Успех гастролей в Америке превзошел самые смелые ожидания Меровича и Горовица. Концерты всегда проходили при переполненных залах, где бы это ни было: Бостон, Чикаго, Филадельфия. Слава опережала пианиста, американская аудитория, затаив дыхание, внимала звукам произведений Чайковского, Рахманинова, Листа. Многие из слушателей впервые открывали для себя этих композиторов. Предложения гастролей сыпались как из рога изобилия – крупнейшие импресарио стремились заполучить Горовица. Он играл в Англии днем, а вечером в Париже, на следующий день вылетал в Бразилию, затем в Рим, а потом – опять Нью-Йорк, Чикаго… Каждый день строжайшим образом был расписан на несколько лет вперед. «Я стал рабом своего таланта», – говорил Горовиц. И это было действительно так. А иначе он не был бы тем, кем его провозгласили – «величайшим пианистом всех времен и народов».
Не было ни одного выдающегося дирижера, который бы не почитал за честь играть с Горовицем, но лишь один из них – величайший на музыкальном Олимпе – великий Артуро Тосканини сыграл огромную роль в жизни пианиста, став не только его музыкальным наставником, но и близким родственником.
Они впервые встретились на праздновании юбилея Артуро Тосканини. Горовиц, будучи в обычной жизни крайне застенчив, сидел одиноко у края стола. Великий Маэстро подошел и пригласил прийти завтра к нему поиграть на рояле и поговорить о предстоящей работе.
«Когда я впервые подъехал к дому Маэстро, – вспоминает Горовиц, – колени у меня задрожали, я не мог сделать ни шага вперед и большим усилием воли заставил себя позвонить в дверь». Однако Тосканини моментально, с присущим ему темпераментом, растопил лед неловкости, начав беседу о том, что волновало и было близко им обоим – о бетховенских концертах. «Я хочу играть с этим парнем!» – воскликнул на прощание Тосканини, обращаясь к младшей дочери Ванде, присутствовавшей во время беседы двух музыкантов.

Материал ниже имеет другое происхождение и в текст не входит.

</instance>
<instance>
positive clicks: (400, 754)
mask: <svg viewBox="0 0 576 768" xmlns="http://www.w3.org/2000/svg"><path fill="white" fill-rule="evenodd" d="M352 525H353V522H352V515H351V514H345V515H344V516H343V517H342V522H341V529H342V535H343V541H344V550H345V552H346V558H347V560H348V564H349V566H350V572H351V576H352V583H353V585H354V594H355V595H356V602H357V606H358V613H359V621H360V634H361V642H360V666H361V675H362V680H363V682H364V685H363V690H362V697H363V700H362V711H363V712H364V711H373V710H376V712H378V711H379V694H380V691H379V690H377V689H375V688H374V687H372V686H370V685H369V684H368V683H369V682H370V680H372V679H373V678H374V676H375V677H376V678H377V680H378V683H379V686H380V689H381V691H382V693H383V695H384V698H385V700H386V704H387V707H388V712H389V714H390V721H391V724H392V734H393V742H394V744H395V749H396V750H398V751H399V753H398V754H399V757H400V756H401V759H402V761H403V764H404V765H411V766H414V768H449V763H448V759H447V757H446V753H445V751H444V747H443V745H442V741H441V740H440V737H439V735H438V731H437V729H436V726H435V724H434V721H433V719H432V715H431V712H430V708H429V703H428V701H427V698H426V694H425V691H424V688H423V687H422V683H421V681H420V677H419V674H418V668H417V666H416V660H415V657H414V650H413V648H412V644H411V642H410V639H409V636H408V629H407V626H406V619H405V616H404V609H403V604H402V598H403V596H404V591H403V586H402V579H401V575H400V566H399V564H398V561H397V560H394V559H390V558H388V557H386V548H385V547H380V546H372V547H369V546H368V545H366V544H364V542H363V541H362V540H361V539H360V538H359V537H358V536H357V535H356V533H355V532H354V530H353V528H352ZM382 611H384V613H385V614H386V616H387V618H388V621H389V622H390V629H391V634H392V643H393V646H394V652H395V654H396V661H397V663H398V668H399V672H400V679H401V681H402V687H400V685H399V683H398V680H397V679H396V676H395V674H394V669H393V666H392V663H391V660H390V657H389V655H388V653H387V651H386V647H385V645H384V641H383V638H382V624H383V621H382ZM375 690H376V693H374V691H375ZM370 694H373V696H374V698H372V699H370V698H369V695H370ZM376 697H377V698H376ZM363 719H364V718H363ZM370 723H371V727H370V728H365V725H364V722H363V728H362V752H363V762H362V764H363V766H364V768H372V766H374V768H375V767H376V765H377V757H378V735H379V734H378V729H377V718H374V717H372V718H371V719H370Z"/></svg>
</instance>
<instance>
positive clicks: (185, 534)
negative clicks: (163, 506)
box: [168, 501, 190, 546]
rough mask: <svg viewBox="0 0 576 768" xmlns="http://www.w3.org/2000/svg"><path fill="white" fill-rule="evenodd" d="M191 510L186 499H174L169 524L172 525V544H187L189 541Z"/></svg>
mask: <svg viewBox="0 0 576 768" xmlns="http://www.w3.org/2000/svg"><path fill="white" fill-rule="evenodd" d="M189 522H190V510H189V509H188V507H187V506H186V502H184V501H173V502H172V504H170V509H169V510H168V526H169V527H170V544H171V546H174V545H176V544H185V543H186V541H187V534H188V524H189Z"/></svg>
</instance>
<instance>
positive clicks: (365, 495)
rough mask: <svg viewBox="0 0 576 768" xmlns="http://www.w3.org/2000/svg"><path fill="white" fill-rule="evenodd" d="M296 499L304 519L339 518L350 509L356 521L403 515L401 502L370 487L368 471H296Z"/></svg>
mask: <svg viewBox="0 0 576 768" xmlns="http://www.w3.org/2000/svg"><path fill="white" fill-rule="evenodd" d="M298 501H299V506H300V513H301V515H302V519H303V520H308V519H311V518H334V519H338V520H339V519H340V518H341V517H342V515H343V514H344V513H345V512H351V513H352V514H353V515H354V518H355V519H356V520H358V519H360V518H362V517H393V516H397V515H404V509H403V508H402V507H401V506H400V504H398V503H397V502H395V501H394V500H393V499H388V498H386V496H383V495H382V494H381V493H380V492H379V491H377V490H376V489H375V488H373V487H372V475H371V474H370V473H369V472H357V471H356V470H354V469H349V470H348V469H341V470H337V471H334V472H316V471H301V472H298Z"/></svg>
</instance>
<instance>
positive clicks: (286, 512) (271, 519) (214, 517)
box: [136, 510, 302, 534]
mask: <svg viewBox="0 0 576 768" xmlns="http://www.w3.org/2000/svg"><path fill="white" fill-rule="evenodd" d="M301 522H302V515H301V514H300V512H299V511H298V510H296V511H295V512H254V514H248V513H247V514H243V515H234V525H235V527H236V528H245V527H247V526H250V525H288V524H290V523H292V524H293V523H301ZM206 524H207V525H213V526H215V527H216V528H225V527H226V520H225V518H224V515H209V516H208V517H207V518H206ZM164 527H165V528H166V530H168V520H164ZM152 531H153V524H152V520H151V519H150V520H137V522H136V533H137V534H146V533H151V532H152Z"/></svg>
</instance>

…Ванда, любимица Артуро Тосканини, была очень одаренным музыкантом, однако она не избрала для себя карьеру концертирующего пианиста в силу традиций: в итальянской семье не было принято, чтобы женщины занимались «мужским» делом. С присущим ей безошибочным музыкальным чутьем и вкусом Ванда «с первого звука» влюбилась в Горовица, и эта преданная любовь, претерпевшая огромные трудности, продолжалась до последней минуты жизни.
Тосканини был для Горовица кумиром, его портрет, рядом с портретом Рахманинова, всегда стоял у него на крышке рояля. Однако было очень непросто находиться в родственных отношениях с Маэстро – он не терпел никаких возражений, ни в музыке, ни в жизни. Тосканини был непререкаемым авторитетом во всем. «Папа», как его называли в семье, был центром всего происходящего. Вокруг него вращалась жизнь. Горовицу было нелегко привыкнуть к новой семье, ее правилам и устоям. Однако в музыке у них не было разногласий. Авторитет и слава обоих были очень велики.